第11話 奇妙な講座開始

 馬にとって、人間は変な生き物である。そもそも人間は、走るための前足で箸を持ってご飯を食べているのだから、人間の手の動きというのは、馬にとっては、奇妙なものだ。

 馬の頭の先に、手をかざしただけで、慣れていない馬などは嫌がるし、驚いたりもする。

 それに、人間は突然、会話の途中で、「え! マジ!」などと言って、大声を出したり、話しの途中で、いきなり手を叩いて同調したり、手を振ったり、くしゃみをしたり。

 子供などは、突然走るし、ちょこまかとするし、ジャンプしたり、奇声を発したりと、人間のしぐさというのは、馬にとって、びっくりする要因ばかりを持っている。

 以前、森の中で乗っていた馬が、道路に出て横断する際に、中央分離線の白線が怖くてまたげずに、道路のど真ん中で立ち往生したことがある。車が来たら、とても危ない状況だった。

 中には、人間が使うホウキやチリトリ、ゴミ袋などが怖くて、あわあわと落ち着かなくなる馬もいる。

 馬の近くで、餌袋を結んでいた厩務員が、カサカサと音を立てただけで、馬が怯えて、蹴られそうになった。

 これは全て、その馬の学習不足、経験不足である。私の馬の師匠、カウボーイのアルバートは、いつも言っていた。

「安全であることを知らないのは、馬にとって不幸だ」

 それが危険ではないことを、一つでも多く知っている方が、馬のストレスを軽減し、心の安定を保つのにもいい。
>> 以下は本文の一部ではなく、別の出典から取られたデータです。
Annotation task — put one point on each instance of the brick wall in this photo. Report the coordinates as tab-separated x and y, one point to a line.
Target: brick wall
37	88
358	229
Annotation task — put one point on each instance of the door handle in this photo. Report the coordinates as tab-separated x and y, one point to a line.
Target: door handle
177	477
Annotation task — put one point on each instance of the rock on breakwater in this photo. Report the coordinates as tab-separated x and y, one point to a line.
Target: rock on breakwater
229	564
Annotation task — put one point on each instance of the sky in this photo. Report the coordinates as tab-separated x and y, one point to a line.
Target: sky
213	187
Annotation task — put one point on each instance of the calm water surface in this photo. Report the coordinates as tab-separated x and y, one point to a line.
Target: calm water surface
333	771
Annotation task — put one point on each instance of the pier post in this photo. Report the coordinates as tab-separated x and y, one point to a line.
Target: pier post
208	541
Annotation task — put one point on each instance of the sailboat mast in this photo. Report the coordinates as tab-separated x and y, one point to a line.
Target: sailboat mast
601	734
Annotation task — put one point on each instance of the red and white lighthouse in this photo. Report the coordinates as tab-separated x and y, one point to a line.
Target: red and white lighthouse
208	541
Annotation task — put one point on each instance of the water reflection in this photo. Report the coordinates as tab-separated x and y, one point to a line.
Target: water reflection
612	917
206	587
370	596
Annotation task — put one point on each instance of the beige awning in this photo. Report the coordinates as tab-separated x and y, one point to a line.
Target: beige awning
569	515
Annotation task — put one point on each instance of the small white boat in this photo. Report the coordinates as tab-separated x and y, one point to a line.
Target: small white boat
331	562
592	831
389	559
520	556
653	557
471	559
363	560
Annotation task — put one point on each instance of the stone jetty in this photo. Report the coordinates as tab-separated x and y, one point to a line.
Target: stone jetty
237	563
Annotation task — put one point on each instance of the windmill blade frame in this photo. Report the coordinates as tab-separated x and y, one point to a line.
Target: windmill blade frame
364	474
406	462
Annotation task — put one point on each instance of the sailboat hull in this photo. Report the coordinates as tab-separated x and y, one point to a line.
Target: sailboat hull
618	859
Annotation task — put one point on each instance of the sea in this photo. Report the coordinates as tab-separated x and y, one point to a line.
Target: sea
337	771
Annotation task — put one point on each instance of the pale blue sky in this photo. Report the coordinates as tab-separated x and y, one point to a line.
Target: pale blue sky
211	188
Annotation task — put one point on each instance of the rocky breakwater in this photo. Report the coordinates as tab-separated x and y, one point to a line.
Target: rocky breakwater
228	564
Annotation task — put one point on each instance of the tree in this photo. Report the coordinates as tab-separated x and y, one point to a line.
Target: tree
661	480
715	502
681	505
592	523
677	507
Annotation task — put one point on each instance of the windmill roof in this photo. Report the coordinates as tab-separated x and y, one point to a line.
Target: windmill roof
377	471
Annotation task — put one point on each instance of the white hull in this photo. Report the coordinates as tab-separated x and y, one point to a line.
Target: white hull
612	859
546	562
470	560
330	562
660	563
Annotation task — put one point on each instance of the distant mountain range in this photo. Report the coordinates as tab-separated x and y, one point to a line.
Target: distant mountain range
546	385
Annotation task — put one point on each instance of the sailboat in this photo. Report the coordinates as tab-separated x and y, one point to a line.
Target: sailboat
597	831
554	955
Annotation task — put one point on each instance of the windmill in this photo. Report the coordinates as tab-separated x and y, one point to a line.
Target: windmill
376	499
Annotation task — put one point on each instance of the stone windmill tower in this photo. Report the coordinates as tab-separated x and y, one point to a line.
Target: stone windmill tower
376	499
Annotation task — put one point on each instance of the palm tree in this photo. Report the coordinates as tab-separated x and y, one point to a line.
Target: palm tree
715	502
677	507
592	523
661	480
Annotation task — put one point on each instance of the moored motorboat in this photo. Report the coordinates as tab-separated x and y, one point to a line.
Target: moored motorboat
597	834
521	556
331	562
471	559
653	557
 子馬たちは体に触れられると、まだ、ぶるるっと敏感に皮膚を震えさせる。気を許していない証拠なのだろう。

 私はとことんスキンシップを図ることにして、頭、鼻先、足も腹も尻も、ありとあらゆる場所を手で撫でてやった。

「おー、よしよし。おー、よしよし」

 ここで、再びムツゴロウ式が、大活躍なのである。

 神経質なニーナもまた、餌袋やゴミ袋のガサガサという音が嫌いなようだった。そんな時は、その袋を丸めてブラシに見立てて体を撫でてやる。

 すると、そのあと、餌袋が転がっていたり、風に吹かれて音を立てていたりしても、驚くことがなくなった。

 それから毎朝、私は必ず子馬たちに話しかけた。大声で呼びかけたり、歌って躍ったり。

 とにかく、多少のことでは動じない、太い心を作るために。

 だから、いっぱい、学んでちょうだいね。